Het signaal van de politie neem ik evenwel zeer serieus. Ik ben van mening dat de inzet rond verwarde personen niet een taak voor de politie alleen is. De inzet – waarvoor niet altijd een juridische basis is – heeft namelijk ook betrekking op verwarde personen die geen gevaar voor zichzelf of hun omgeving zijn en/of geen strafbare feiten hebben gepleegd. De ketenpartners in het zorgdomein hebben hun eigenstandige verantwoordelijkheden en hun bijdrage dient afgestemd te zijn op hun rol in de keten.

In het licht van bovenstaande heb ik besloten om het onderzoek over twee jaar te herhalen met als doel om te achterhalen of er een trend waarneembaar is in de capaciteitsbesteding bij de politie rond verwarde personen. Daarbij kunnen de effecten van de ambulantisering van de GGZ en de decentralisatie van de zorg in het onderzoek worden meegenomen.

In de tussentijd zal het signaal van de politie over de toenemende politie-inzet en haar verzoek aan ketenpartners om hun bijdrage te leveren vanuit mijn ministerie worden ondersteund door de betrokken ketenpartners uit te nodigen voor overleg om te bezien welke concrete oplossingen in gang gezet kunnen worden. Ik zie het als mijn taak om de politie waar mogelijk te ontlasten in haar taakuitvoering.

Hierbij denk ik aan onder meer het landelijk uitrollen van veelbelovende lokale initiatieven die de werkdruk voor de politie kunnen verlichten, zoals de inrichting van de Haagse opvangvoorziening waarin politie en de zorg intensief op één locatie samenwerken en de afspraken in de politie eenheid Rotterdam waar de politie zonder tussenkomst van de GGD-arts de mogelijkheid heeft om verwarde personen over te brengen naar een psychiatrische voorziening. Lokaal maatwerk staat hierbij voorop om recht te doen aan specifieke situaties.

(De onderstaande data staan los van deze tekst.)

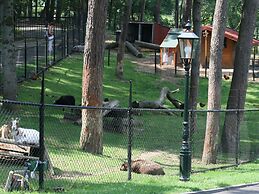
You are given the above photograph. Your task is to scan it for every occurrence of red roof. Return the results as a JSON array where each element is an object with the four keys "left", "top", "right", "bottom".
[{"left": 202, "top": 25, "right": 259, "bottom": 46}]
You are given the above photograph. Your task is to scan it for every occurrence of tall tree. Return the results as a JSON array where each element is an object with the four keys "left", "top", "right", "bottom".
[
  {"left": 202, "top": 0, "right": 227, "bottom": 164},
  {"left": 139, "top": 0, "right": 146, "bottom": 21},
  {"left": 182, "top": 0, "right": 192, "bottom": 27},
  {"left": 175, "top": 0, "right": 179, "bottom": 28},
  {"left": 154, "top": 0, "right": 161, "bottom": 23},
  {"left": 1, "top": 0, "right": 17, "bottom": 103},
  {"left": 115, "top": 0, "right": 132, "bottom": 79},
  {"left": 189, "top": 0, "right": 202, "bottom": 134},
  {"left": 80, "top": 0, "right": 108, "bottom": 154},
  {"left": 221, "top": 0, "right": 259, "bottom": 154}
]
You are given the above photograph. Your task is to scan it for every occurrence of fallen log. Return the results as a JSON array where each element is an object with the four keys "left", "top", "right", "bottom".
[
  {"left": 135, "top": 40, "right": 160, "bottom": 51},
  {"left": 132, "top": 87, "right": 179, "bottom": 109},
  {"left": 125, "top": 41, "right": 143, "bottom": 58},
  {"left": 72, "top": 42, "right": 118, "bottom": 53},
  {"left": 166, "top": 92, "right": 184, "bottom": 109}
]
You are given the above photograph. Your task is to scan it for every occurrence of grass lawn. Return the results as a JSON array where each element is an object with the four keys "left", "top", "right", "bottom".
[{"left": 0, "top": 52, "right": 259, "bottom": 193}]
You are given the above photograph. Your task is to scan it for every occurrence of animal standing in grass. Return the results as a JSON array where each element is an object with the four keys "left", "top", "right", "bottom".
[{"left": 11, "top": 118, "right": 39, "bottom": 145}]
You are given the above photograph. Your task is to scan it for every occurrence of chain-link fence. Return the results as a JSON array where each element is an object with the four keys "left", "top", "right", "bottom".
[
  {"left": 0, "top": 100, "right": 259, "bottom": 192},
  {"left": 0, "top": 17, "right": 79, "bottom": 88}
]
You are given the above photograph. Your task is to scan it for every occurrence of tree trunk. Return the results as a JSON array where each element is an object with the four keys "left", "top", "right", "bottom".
[
  {"left": 181, "top": 0, "right": 192, "bottom": 27},
  {"left": 175, "top": 0, "right": 179, "bottom": 28},
  {"left": 1, "top": 0, "right": 17, "bottom": 104},
  {"left": 221, "top": 0, "right": 259, "bottom": 154},
  {"left": 56, "top": 0, "right": 62, "bottom": 22},
  {"left": 189, "top": 0, "right": 201, "bottom": 134},
  {"left": 28, "top": 0, "right": 33, "bottom": 19},
  {"left": 49, "top": 0, "right": 55, "bottom": 22},
  {"left": 45, "top": 0, "right": 50, "bottom": 21},
  {"left": 108, "top": 0, "right": 113, "bottom": 30},
  {"left": 80, "top": 0, "right": 108, "bottom": 154},
  {"left": 116, "top": 0, "right": 132, "bottom": 79},
  {"left": 154, "top": 0, "right": 161, "bottom": 24},
  {"left": 202, "top": 0, "right": 227, "bottom": 164},
  {"left": 139, "top": 0, "right": 146, "bottom": 22}
]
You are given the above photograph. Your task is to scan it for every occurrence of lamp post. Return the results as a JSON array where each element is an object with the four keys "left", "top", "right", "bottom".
[{"left": 177, "top": 22, "right": 199, "bottom": 181}]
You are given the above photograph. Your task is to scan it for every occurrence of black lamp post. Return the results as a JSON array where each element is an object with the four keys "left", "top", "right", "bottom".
[{"left": 177, "top": 22, "right": 199, "bottom": 181}]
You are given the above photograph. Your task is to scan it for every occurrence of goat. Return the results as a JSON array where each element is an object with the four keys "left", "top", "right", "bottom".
[
  {"left": 0, "top": 124, "right": 12, "bottom": 139},
  {"left": 11, "top": 118, "right": 39, "bottom": 145}
]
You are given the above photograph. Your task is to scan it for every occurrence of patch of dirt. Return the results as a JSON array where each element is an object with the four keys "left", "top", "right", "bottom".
[
  {"left": 129, "top": 52, "right": 183, "bottom": 84},
  {"left": 137, "top": 150, "right": 179, "bottom": 165}
]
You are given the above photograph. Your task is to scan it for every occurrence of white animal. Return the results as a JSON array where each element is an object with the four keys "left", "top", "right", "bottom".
[
  {"left": 11, "top": 118, "right": 39, "bottom": 145},
  {"left": 0, "top": 124, "right": 12, "bottom": 139}
]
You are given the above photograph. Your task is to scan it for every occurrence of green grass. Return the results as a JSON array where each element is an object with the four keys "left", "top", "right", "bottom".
[{"left": 0, "top": 52, "right": 259, "bottom": 193}]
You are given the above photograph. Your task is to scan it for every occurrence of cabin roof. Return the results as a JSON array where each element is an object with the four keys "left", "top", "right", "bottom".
[
  {"left": 202, "top": 25, "right": 259, "bottom": 46},
  {"left": 160, "top": 28, "right": 183, "bottom": 48}
]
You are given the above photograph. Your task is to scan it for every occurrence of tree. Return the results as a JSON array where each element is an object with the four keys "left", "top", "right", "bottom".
[
  {"left": 80, "top": 0, "right": 108, "bottom": 154},
  {"left": 189, "top": 0, "right": 202, "bottom": 134},
  {"left": 115, "top": 0, "right": 132, "bottom": 79},
  {"left": 181, "top": 0, "right": 192, "bottom": 27},
  {"left": 221, "top": 0, "right": 259, "bottom": 154},
  {"left": 139, "top": 0, "right": 146, "bottom": 21},
  {"left": 154, "top": 0, "right": 161, "bottom": 23},
  {"left": 1, "top": 0, "right": 17, "bottom": 103},
  {"left": 202, "top": 0, "right": 227, "bottom": 164}
]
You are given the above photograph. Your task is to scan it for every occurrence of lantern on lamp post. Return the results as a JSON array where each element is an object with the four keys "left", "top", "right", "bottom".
[{"left": 177, "top": 21, "right": 199, "bottom": 181}]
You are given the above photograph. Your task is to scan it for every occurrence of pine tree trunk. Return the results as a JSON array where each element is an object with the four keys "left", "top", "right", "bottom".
[
  {"left": 1, "top": 0, "right": 17, "bottom": 104},
  {"left": 139, "top": 0, "right": 146, "bottom": 22},
  {"left": 181, "top": 0, "right": 192, "bottom": 27},
  {"left": 221, "top": 0, "right": 259, "bottom": 154},
  {"left": 116, "top": 0, "right": 132, "bottom": 79},
  {"left": 154, "top": 0, "right": 161, "bottom": 24},
  {"left": 80, "top": 0, "right": 108, "bottom": 154},
  {"left": 189, "top": 0, "right": 201, "bottom": 134},
  {"left": 202, "top": 0, "right": 227, "bottom": 164}
]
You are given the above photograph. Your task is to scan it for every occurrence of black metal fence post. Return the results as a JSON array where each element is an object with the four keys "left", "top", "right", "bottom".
[
  {"left": 108, "top": 49, "right": 110, "bottom": 66},
  {"left": 127, "top": 80, "right": 133, "bottom": 180},
  {"left": 45, "top": 36, "right": 48, "bottom": 67},
  {"left": 24, "top": 37, "right": 27, "bottom": 78},
  {"left": 39, "top": 70, "right": 45, "bottom": 190},
  {"left": 36, "top": 39, "right": 39, "bottom": 74},
  {"left": 155, "top": 50, "right": 157, "bottom": 74},
  {"left": 53, "top": 31, "right": 56, "bottom": 63},
  {"left": 66, "top": 20, "right": 69, "bottom": 56}
]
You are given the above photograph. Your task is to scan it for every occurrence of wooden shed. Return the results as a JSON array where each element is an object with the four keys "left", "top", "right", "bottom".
[
  {"left": 201, "top": 25, "right": 259, "bottom": 69},
  {"left": 160, "top": 29, "right": 182, "bottom": 67},
  {"left": 127, "top": 22, "right": 170, "bottom": 45}
]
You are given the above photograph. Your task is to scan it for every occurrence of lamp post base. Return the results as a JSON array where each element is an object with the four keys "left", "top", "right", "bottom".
[{"left": 180, "top": 143, "right": 191, "bottom": 181}]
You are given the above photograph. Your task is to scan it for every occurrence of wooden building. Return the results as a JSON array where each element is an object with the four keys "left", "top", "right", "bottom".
[
  {"left": 201, "top": 25, "right": 259, "bottom": 69},
  {"left": 159, "top": 29, "right": 182, "bottom": 67},
  {"left": 127, "top": 22, "right": 170, "bottom": 45}
]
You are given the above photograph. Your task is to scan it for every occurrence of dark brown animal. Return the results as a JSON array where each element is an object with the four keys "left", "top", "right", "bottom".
[{"left": 120, "top": 159, "right": 165, "bottom": 175}]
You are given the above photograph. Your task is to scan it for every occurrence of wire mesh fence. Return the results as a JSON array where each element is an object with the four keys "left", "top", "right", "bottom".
[
  {"left": 0, "top": 100, "right": 259, "bottom": 192},
  {"left": 0, "top": 17, "right": 80, "bottom": 89}
]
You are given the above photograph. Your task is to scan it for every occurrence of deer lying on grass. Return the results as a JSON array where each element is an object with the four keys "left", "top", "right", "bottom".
[{"left": 11, "top": 118, "right": 39, "bottom": 145}]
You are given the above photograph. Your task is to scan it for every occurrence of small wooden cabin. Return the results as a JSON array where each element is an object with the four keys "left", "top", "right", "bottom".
[
  {"left": 127, "top": 22, "right": 170, "bottom": 45},
  {"left": 159, "top": 29, "right": 182, "bottom": 67},
  {"left": 201, "top": 25, "right": 259, "bottom": 69}
]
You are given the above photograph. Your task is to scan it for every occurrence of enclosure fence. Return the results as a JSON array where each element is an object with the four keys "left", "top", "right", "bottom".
[
  {"left": 0, "top": 16, "right": 83, "bottom": 88},
  {"left": 0, "top": 99, "right": 258, "bottom": 192}
]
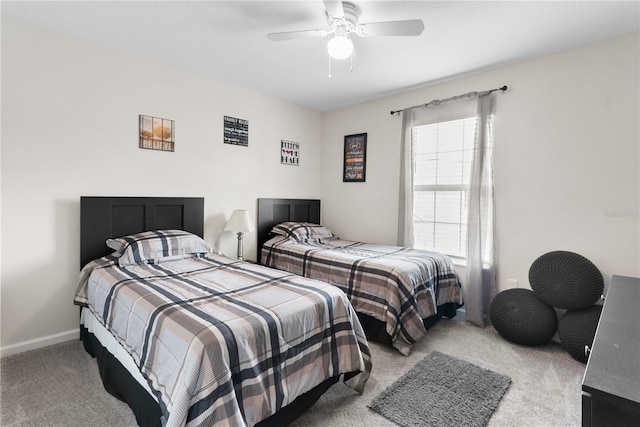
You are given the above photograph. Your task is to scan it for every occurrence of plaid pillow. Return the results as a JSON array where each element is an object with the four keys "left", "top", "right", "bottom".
[
  {"left": 110, "top": 229, "right": 211, "bottom": 267},
  {"left": 271, "top": 222, "right": 335, "bottom": 243}
]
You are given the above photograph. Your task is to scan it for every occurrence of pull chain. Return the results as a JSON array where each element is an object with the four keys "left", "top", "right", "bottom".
[{"left": 328, "top": 54, "right": 355, "bottom": 78}]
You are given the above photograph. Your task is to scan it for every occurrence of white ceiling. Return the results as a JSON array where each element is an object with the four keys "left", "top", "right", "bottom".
[{"left": 3, "top": 1, "right": 639, "bottom": 111}]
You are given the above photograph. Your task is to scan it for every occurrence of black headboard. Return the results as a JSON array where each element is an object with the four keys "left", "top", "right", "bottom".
[
  {"left": 256, "top": 198, "right": 320, "bottom": 264},
  {"left": 80, "top": 196, "right": 204, "bottom": 268}
]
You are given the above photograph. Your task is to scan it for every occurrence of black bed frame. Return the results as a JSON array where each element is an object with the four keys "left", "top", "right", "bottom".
[
  {"left": 79, "top": 196, "right": 338, "bottom": 427},
  {"left": 80, "top": 196, "right": 204, "bottom": 268},
  {"left": 257, "top": 198, "right": 320, "bottom": 264}
]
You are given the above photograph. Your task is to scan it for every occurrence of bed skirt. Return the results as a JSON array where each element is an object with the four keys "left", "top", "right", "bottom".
[
  {"left": 356, "top": 302, "right": 461, "bottom": 345},
  {"left": 80, "top": 327, "right": 341, "bottom": 427}
]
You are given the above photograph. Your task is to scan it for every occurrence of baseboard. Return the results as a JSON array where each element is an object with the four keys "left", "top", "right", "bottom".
[{"left": 1, "top": 328, "right": 80, "bottom": 358}]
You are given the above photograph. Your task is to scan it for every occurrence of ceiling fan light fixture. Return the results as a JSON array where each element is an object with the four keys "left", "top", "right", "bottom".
[{"left": 327, "top": 35, "right": 353, "bottom": 60}]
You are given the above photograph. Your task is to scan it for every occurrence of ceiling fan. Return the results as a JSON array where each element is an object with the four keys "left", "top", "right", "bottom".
[{"left": 267, "top": 0, "right": 425, "bottom": 62}]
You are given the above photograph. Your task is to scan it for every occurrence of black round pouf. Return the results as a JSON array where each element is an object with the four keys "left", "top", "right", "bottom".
[
  {"left": 558, "top": 305, "right": 603, "bottom": 363},
  {"left": 529, "top": 251, "right": 603, "bottom": 310},
  {"left": 489, "top": 288, "right": 557, "bottom": 346}
]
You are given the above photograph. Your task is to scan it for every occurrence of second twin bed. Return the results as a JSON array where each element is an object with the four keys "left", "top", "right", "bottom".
[{"left": 257, "top": 198, "right": 464, "bottom": 356}]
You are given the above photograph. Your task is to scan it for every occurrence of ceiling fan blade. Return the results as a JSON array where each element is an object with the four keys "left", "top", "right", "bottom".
[
  {"left": 357, "top": 19, "right": 425, "bottom": 37},
  {"left": 267, "top": 29, "right": 328, "bottom": 41},
  {"left": 323, "top": 0, "right": 344, "bottom": 19}
]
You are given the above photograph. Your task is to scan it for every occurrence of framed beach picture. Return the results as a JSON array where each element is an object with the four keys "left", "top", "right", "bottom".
[{"left": 139, "top": 115, "right": 175, "bottom": 152}]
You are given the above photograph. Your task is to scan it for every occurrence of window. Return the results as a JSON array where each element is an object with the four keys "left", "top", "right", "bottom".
[{"left": 412, "top": 117, "right": 478, "bottom": 259}]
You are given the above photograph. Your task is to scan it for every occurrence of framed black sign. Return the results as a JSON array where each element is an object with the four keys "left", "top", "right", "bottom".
[
  {"left": 343, "top": 133, "right": 367, "bottom": 182},
  {"left": 223, "top": 115, "right": 248, "bottom": 146}
]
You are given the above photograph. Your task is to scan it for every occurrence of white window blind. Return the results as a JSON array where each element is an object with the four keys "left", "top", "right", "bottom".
[{"left": 412, "top": 117, "right": 477, "bottom": 259}]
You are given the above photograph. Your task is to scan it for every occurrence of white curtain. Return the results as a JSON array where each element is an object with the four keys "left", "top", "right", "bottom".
[
  {"left": 464, "top": 92, "right": 496, "bottom": 327},
  {"left": 397, "top": 108, "right": 415, "bottom": 246},
  {"left": 397, "top": 90, "right": 497, "bottom": 327}
]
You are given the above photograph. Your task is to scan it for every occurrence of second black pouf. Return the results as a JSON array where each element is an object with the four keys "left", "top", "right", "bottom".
[
  {"left": 529, "top": 251, "right": 603, "bottom": 310},
  {"left": 558, "top": 305, "right": 603, "bottom": 363},
  {"left": 489, "top": 288, "right": 557, "bottom": 346}
]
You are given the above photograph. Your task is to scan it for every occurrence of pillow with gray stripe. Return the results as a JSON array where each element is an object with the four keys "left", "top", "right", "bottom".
[
  {"left": 271, "top": 222, "right": 335, "bottom": 243},
  {"left": 109, "top": 229, "right": 211, "bottom": 267}
]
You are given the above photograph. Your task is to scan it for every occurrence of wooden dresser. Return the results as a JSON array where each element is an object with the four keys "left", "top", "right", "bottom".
[{"left": 581, "top": 275, "right": 640, "bottom": 426}]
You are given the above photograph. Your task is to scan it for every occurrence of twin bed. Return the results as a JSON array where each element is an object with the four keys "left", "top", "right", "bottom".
[
  {"left": 75, "top": 197, "right": 370, "bottom": 427},
  {"left": 76, "top": 196, "right": 462, "bottom": 426},
  {"left": 257, "top": 198, "right": 463, "bottom": 356}
]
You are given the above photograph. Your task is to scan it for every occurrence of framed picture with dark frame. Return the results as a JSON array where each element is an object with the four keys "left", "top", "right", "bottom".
[
  {"left": 343, "top": 133, "right": 367, "bottom": 182},
  {"left": 223, "top": 115, "right": 249, "bottom": 147}
]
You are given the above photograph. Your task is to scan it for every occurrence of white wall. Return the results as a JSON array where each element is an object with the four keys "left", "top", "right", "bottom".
[
  {"left": 3, "top": 16, "right": 639, "bottom": 356},
  {"left": 321, "top": 33, "right": 640, "bottom": 296},
  {"left": 0, "top": 17, "right": 323, "bottom": 354}
]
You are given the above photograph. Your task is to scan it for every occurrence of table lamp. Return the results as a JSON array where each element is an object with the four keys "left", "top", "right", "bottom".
[{"left": 224, "top": 209, "right": 255, "bottom": 260}]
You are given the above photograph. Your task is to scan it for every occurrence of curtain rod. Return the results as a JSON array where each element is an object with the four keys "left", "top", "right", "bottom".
[{"left": 390, "top": 85, "right": 508, "bottom": 115}]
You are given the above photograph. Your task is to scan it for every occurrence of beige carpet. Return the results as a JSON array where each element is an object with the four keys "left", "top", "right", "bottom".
[
  {"left": 292, "top": 315, "right": 583, "bottom": 427},
  {"left": 1, "top": 314, "right": 584, "bottom": 426}
]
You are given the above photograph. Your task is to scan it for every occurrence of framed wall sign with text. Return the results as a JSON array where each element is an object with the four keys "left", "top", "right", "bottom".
[
  {"left": 343, "top": 133, "right": 367, "bottom": 182},
  {"left": 281, "top": 140, "right": 300, "bottom": 165},
  {"left": 223, "top": 115, "right": 249, "bottom": 146}
]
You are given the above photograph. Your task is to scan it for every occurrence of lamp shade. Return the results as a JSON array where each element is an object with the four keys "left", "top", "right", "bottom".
[
  {"left": 327, "top": 35, "right": 353, "bottom": 60},
  {"left": 224, "top": 209, "right": 255, "bottom": 233}
]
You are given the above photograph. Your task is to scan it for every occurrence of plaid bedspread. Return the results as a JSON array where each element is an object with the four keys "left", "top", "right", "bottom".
[
  {"left": 262, "top": 236, "right": 463, "bottom": 355},
  {"left": 74, "top": 253, "right": 371, "bottom": 427}
]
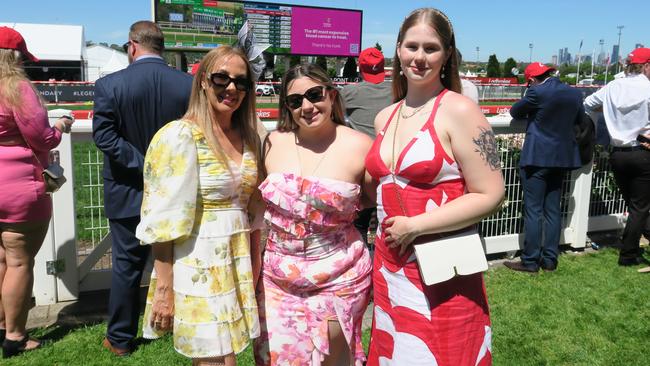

Tot slot, over de – uit het onderzoek – voortkomende verbeterpunten met betrekking tot de samenwerking tussen politie en GGZ is afgesproken dat zij gezamenlijk hierover sluitende werkafspraken maken.

De Minister van Veiligheid en Justitie, I.W. Opstelten


X Noot
1

Raadpleegbaar via www.tweedekamer.nl.